With the mother grox’s terrified bellows filtering through the section wall, Kryptman watched as the spore once again assumed a spasmodic throbbing. Rather than muscular morphage, the movement appeared more like hatchlings swarming within the stomach of a pregnant serpent.
‘I see that our guests are no longer dormant,’ the inquisitor murmured to Orm. The magos didn’t respond. She didn’t need to.
The thrashings of grox butchery within the mycetic spore soon moved to the spore itself. The floor about the disgusting thing had become a small lake of acidic ichor which blistered the deck. Criss-crossed slashes started to blotch the pod’s fleshy dermis, while the blob itself seemed to shrivel and contract like a piece of giant fruit rotting at speed. The spore husk rocked this way and that. Something was fighting within. Fighting to be free.
‘Any time now,’ Kryptman spoke into the vox-thief.
Moments passed. The mycetic spore withered and died.
Without warning, scraps of carapace, sinew and flaccid flesh were sprayed in every direction by an internal jolt. Like a lurid blur, a succession of vicious organisms launche
d from the pod’s remains at the mother grox – spindly, chitinous horrors, visited one after another upon the beast of burden and latching onto its hide.
The animal roared its fear and ran for its life, stomping its way around the exterior of the vivisection pit and running its scaly side along the screens and wall in an attempt to dislodge them. Orm was forced to raise some of the larger mounted servo-arms as the animal crashed around the chamber perimeter in raw terror.
Everything about the things upon its back was predatory: their arachnoid speed and mantid gait; their frenzied limbs; their whipping tails; the glistening reach of their scything talons and their rows of needle-like fangs. They were at once gristle-boned and powerful, ungainly athletic and raptorial. Things of loathsome perfection.

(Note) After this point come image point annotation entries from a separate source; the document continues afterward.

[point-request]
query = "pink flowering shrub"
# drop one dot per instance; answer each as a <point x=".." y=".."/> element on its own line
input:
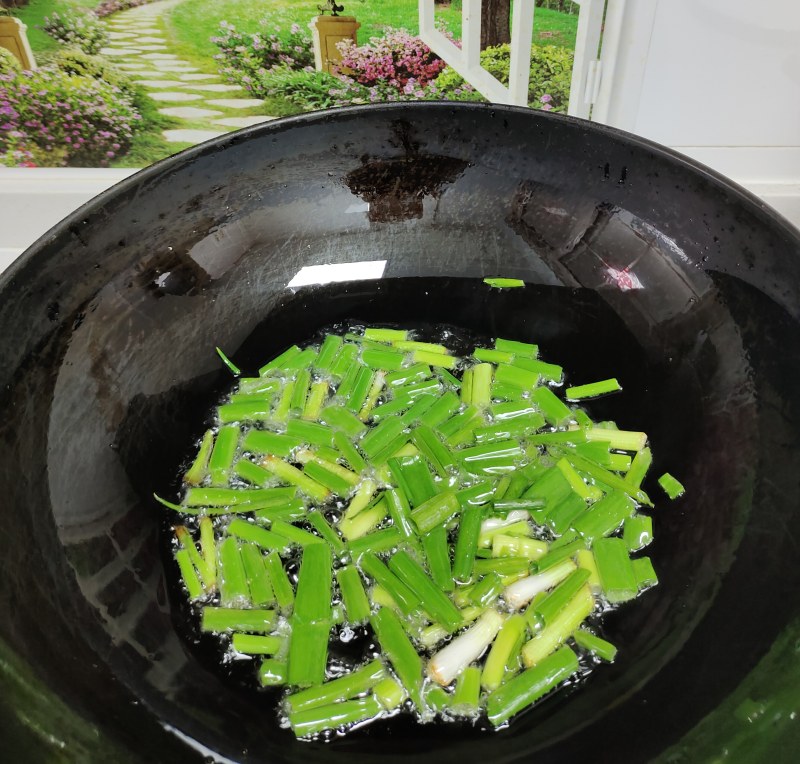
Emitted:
<point x="81" y="29"/>
<point x="107" y="7"/>
<point x="244" y="57"/>
<point x="394" y="60"/>
<point x="52" y="118"/>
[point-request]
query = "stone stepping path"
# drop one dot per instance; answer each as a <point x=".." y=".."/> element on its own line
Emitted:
<point x="139" y="45"/>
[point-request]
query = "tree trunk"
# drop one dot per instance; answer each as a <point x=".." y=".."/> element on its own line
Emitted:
<point x="495" y="22"/>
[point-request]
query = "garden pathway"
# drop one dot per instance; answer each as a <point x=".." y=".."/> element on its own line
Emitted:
<point x="204" y="106"/>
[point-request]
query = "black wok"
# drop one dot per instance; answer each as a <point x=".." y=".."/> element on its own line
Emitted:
<point x="640" y="264"/>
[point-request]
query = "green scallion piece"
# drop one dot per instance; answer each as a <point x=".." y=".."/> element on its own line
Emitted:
<point x="327" y="478"/>
<point x="308" y="650"/>
<point x="555" y="411"/>
<point x="257" y="535"/>
<point x="337" y="690"/>
<point x="235" y="619"/>
<point x="420" y="405"/>
<point x="437" y="553"/>
<point x="326" y="531"/>
<point x="340" y="418"/>
<point x="531" y="685"/>
<point x="280" y="360"/>
<point x="382" y="435"/>
<point x="399" y="650"/>
<point x="296" y="535"/>
<point x="391" y="360"/>
<point x="380" y="334"/>
<point x="505" y="648"/>
<point x="257" y="644"/>
<point x="571" y="616"/>
<point x="469" y="529"/>
<point x="288" y="473"/>
<point x="345" y="360"/>
<point x="440" y="457"/>
<point x="432" y="599"/>
<point x="436" y="511"/>
<point x="466" y="696"/>
<point x="252" y="473"/>
<point x="435" y="359"/>
<point x="199" y="467"/>
<point x="284" y="404"/>
<point x="302" y="361"/>
<point x="312" y="721"/>
<point x="355" y="599"/>
<point x="406" y="599"/>
<point x="522" y="379"/>
<point x="379" y="541"/>
<point x="487" y="590"/>
<point x="348" y="381"/>
<point x="607" y="478"/>
<point x="257" y="577"/>
<point x="503" y="566"/>
<point x="672" y="487"/>
<point x="284" y="593"/>
<point x="594" y="644"/>
<point x="361" y="386"/>
<point x="639" y="466"/>
<point x="444" y="408"/>
<point x="273" y="672"/>
<point x="190" y="578"/>
<point x="223" y="454"/>
<point x="503" y="283"/>
<point x="488" y="355"/>
<point x="235" y="370"/>
<point x="644" y="573"/>
<point x="302" y="382"/>
<point x="355" y="526"/>
<point x="637" y="532"/>
<point x="592" y="390"/>
<point x="252" y="409"/>
<point x="543" y="612"/>
<point x="328" y="351"/>
<point x="233" y="586"/>
<point x="522" y="349"/>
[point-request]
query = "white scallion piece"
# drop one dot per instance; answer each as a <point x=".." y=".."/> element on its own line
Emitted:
<point x="521" y="592"/>
<point x="451" y="660"/>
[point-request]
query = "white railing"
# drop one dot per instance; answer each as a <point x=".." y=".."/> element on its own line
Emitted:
<point x="466" y="61"/>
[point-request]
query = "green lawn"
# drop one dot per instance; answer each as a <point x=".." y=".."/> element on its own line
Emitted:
<point x="34" y="14"/>
<point x="194" y="22"/>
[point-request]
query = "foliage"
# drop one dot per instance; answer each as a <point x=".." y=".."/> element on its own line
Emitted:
<point x="244" y="57"/>
<point x="309" y="90"/>
<point x="49" y="117"/>
<point x="550" y="78"/>
<point x="83" y="30"/>
<point x="107" y="7"/>
<point x="9" y="63"/>
<point x="75" y="61"/>
<point x="394" y="59"/>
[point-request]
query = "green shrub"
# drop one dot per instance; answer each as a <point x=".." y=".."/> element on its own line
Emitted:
<point x="548" y="89"/>
<point x="9" y="63"/>
<point x="73" y="60"/>
<point x="309" y="90"/>
<point x="81" y="29"/>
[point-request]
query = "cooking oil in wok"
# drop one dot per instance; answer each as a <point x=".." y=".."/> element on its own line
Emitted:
<point x="574" y="328"/>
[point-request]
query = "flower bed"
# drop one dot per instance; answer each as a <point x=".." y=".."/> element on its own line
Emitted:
<point x="51" y="118"/>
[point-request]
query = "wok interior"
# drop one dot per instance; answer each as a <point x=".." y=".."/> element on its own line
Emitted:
<point x="647" y="268"/>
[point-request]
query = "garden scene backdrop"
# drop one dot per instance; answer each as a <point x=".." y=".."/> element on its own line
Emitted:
<point x="124" y="83"/>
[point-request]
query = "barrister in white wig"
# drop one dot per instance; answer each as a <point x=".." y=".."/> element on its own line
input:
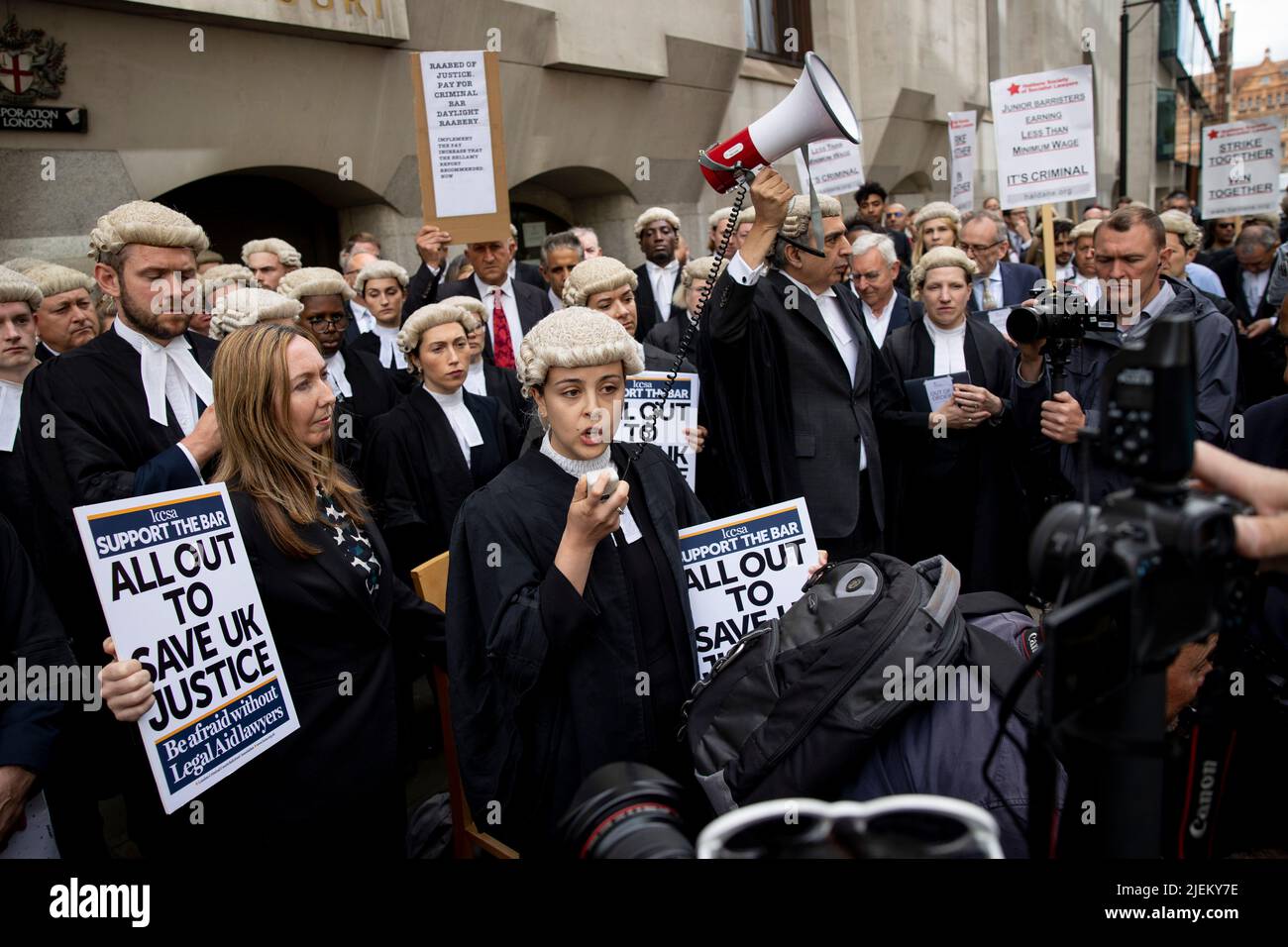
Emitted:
<point x="20" y="298"/>
<point x="957" y="491"/>
<point x="269" y="260"/>
<point x="936" y="224"/>
<point x="559" y="598"/>
<point x="483" y="376"/>
<point x="65" y="317"/>
<point x="658" y="232"/>
<point x="362" y="386"/>
<point x="381" y="287"/>
<point x="438" y="445"/>
<point x="130" y="407"/>
<point x="243" y="307"/>
<point x="793" y="379"/>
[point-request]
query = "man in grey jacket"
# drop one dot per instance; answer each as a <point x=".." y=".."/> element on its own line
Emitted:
<point x="1128" y="262"/>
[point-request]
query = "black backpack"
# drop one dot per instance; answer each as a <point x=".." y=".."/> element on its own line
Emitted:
<point x="794" y="705"/>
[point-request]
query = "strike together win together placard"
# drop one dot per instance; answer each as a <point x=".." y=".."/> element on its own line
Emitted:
<point x="180" y="598"/>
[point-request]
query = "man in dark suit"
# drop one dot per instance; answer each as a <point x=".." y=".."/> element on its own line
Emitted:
<point x="793" y="373"/>
<point x="1245" y="277"/>
<point x="871" y="198"/>
<point x="658" y="232"/>
<point x="874" y="270"/>
<point x="520" y="270"/>
<point x="999" y="283"/>
<point x="513" y="307"/>
<point x="432" y="248"/>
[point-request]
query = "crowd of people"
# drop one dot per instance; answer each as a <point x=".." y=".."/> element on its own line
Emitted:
<point x="369" y="418"/>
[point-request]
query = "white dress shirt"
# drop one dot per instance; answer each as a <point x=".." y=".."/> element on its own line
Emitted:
<point x="995" y="281"/>
<point x="390" y="356"/>
<point x="662" y="279"/>
<point x="879" y="320"/>
<point x="476" y="381"/>
<point x="170" y="376"/>
<point x="1253" y="289"/>
<point x="509" y="303"/>
<point x="11" y="406"/>
<point x="362" y="317"/>
<point x="463" y="421"/>
<point x="829" y="308"/>
<point x="949" y="347"/>
<point x="340" y="386"/>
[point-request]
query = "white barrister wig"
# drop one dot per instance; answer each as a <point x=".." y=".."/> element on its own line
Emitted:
<point x="53" y="278"/>
<point x="1087" y="228"/>
<point x="380" y="269"/>
<point x="430" y="317"/>
<point x="313" y="281"/>
<point x="717" y="218"/>
<point x="695" y="270"/>
<point x="246" y="305"/>
<point x="16" y="287"/>
<point x="575" y="338"/>
<point x="149" y="223"/>
<point x="938" y="209"/>
<point x="475" y="307"/>
<point x="22" y="263"/>
<point x="596" y="274"/>
<point x="652" y="215"/>
<point x="936" y="258"/>
<point x="286" y="254"/>
<point x="797" y="224"/>
<point x="227" y="273"/>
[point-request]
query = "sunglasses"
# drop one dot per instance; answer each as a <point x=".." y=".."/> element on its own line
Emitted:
<point x="903" y="826"/>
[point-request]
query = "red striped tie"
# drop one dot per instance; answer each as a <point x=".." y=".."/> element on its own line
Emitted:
<point x="502" y="350"/>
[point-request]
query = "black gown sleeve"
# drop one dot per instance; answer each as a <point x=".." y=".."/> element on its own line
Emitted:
<point x="60" y="438"/>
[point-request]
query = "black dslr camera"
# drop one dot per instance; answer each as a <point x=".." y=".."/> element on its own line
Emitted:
<point x="1132" y="579"/>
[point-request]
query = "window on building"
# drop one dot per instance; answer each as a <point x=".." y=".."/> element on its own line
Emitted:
<point x="768" y="25"/>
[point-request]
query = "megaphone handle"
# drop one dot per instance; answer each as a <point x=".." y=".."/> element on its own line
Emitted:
<point x="691" y="330"/>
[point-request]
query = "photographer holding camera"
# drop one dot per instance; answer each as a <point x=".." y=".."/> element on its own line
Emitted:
<point x="1129" y="247"/>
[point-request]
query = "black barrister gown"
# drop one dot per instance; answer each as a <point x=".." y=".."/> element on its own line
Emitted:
<point x="333" y="789"/>
<point x="544" y="681"/>
<point x="416" y="476"/>
<point x="960" y="495"/>
<point x="374" y="393"/>
<point x="86" y="438"/>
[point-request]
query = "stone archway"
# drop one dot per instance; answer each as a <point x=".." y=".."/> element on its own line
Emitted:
<point x="300" y="205"/>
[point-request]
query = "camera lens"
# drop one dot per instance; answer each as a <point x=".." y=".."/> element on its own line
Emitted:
<point x="1026" y="325"/>
<point x="626" y="810"/>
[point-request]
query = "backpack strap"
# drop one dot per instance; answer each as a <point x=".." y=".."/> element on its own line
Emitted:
<point x="977" y="603"/>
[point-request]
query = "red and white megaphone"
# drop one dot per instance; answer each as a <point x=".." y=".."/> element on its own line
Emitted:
<point x="814" y="110"/>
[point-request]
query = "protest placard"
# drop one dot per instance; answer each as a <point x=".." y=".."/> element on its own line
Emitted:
<point x="179" y="595"/>
<point x="681" y="411"/>
<point x="961" y="144"/>
<point x="1043" y="127"/>
<point x="835" y="163"/>
<point x="460" y="144"/>
<point x="743" y="571"/>
<point x="1240" y="167"/>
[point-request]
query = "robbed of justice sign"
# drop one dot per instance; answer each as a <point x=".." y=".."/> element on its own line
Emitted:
<point x="179" y="595"/>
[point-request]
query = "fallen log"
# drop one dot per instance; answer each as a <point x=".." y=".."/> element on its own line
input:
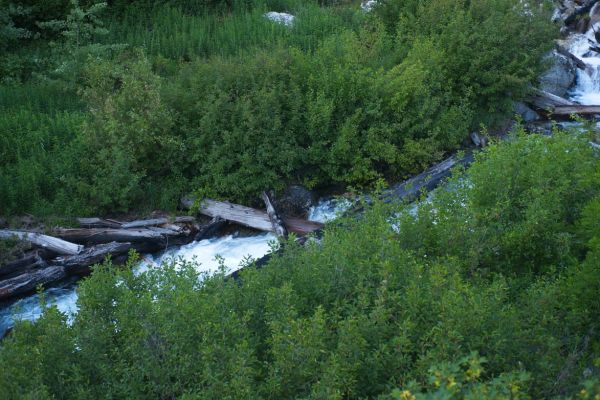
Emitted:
<point x="576" y="60"/>
<point x="583" y="110"/>
<point x="143" y="240"/>
<point x="250" y="217"/>
<point x="210" y="229"/>
<point x="17" y="267"/>
<point x="29" y="281"/>
<point x="277" y="224"/>
<point x="157" y="222"/>
<point x="98" y="223"/>
<point x="44" y="241"/>
<point x="428" y="180"/>
<point x="543" y="100"/>
<point x="80" y="263"/>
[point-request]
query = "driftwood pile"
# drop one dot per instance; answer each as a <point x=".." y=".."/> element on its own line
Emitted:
<point x="71" y="252"/>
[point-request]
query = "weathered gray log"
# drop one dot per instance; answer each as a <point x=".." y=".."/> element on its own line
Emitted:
<point x="250" y="217"/>
<point x="210" y="229"/>
<point x="28" y="262"/>
<point x="277" y="224"/>
<point x="98" y="223"/>
<point x="576" y="60"/>
<point x="56" y="245"/>
<point x="546" y="101"/>
<point x="157" y="222"/>
<point x="426" y="181"/>
<point x="80" y="263"/>
<point x="566" y="111"/>
<point x="29" y="281"/>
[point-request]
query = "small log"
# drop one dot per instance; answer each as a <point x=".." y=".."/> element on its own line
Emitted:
<point x="566" y="111"/>
<point x="80" y="263"/>
<point x="29" y="281"/>
<point x="428" y="180"/>
<point x="250" y="217"/>
<point x="276" y="222"/>
<point x="44" y="241"/>
<point x="98" y="223"/>
<point x="210" y="229"/>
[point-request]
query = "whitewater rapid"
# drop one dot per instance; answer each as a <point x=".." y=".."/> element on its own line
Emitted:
<point x="234" y="251"/>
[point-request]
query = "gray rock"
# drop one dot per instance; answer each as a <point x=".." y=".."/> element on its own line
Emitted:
<point x="595" y="15"/>
<point x="559" y="78"/>
<point x="296" y="201"/>
<point x="525" y="112"/>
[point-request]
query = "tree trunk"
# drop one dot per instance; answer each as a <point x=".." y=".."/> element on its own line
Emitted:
<point x="46" y="242"/>
<point x="80" y="263"/>
<point x="276" y="222"/>
<point x="29" y="281"/>
<point x="250" y="217"/>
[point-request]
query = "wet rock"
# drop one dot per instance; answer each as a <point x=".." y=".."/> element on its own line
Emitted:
<point x="296" y="201"/>
<point x="595" y="16"/>
<point x="526" y="113"/>
<point x="560" y="76"/>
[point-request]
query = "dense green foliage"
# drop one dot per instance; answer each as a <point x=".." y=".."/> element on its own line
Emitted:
<point x="127" y="105"/>
<point x="368" y="312"/>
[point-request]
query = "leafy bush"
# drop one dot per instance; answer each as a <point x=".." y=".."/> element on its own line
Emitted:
<point x="353" y="316"/>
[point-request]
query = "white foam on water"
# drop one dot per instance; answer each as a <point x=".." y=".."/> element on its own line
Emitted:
<point x="233" y="250"/>
<point x="587" y="87"/>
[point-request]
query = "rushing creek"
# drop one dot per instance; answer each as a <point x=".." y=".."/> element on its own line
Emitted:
<point x="587" y="86"/>
<point x="233" y="249"/>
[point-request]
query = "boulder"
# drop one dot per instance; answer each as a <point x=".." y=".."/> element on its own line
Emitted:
<point x="561" y="75"/>
<point x="295" y="201"/>
<point x="595" y="15"/>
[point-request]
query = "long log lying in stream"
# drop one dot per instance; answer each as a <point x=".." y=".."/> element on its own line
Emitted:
<point x="277" y="224"/>
<point x="143" y="240"/>
<point x="567" y="111"/>
<point x="29" y="281"/>
<point x="250" y="217"/>
<point x="44" y="241"/>
<point x="428" y="180"/>
<point x="543" y="100"/>
<point x="80" y="263"/>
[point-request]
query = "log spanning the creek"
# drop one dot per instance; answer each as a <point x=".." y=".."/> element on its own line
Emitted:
<point x="428" y="180"/>
<point x="276" y="222"/>
<point x="144" y="239"/>
<point x="250" y="217"/>
<point x="583" y="110"/>
<point x="545" y="101"/>
<point x="44" y="241"/>
<point x="80" y="264"/>
<point x="29" y="281"/>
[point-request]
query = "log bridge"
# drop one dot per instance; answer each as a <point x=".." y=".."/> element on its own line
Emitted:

The grox crashed to the pit floor, the bone-blades of the attacking horrors slipping effortlessly through the animal’s thick, scaly hide and plunging straight through its innards. The creature emitted one last high-pitched cry as the killers drooled and thrashed their stabbing appendages through its ruined torso.
‘Assimilation of first prey specimen is complete,’ Kryptman began again, without taking his eyes off the latest attack. ‘The tyranids are a highly economical species. Nothing is wasted. Everything is biologically reinvested and reassigned. The spore has delivered its payload and has been sacrificed to fuel the hostilities of a vanguard xenoform – a sub-species I recognised from the Tyran Primus data-codex, although the tyranids seem to be immeasurably varied and in a state of constant hyper-evolution. This particular genus I have designated Gaunti and this sub-genus Gaunti gladius. There are many strains but I think it fair to indicate that, despite their abundant lethality, the gaunts are one of the smaller and less powerful tyranid forms. They are swarming predators that attempt to overwhelm their prey, with a combination of numbers, relentless aggression and almost surgical artistry.’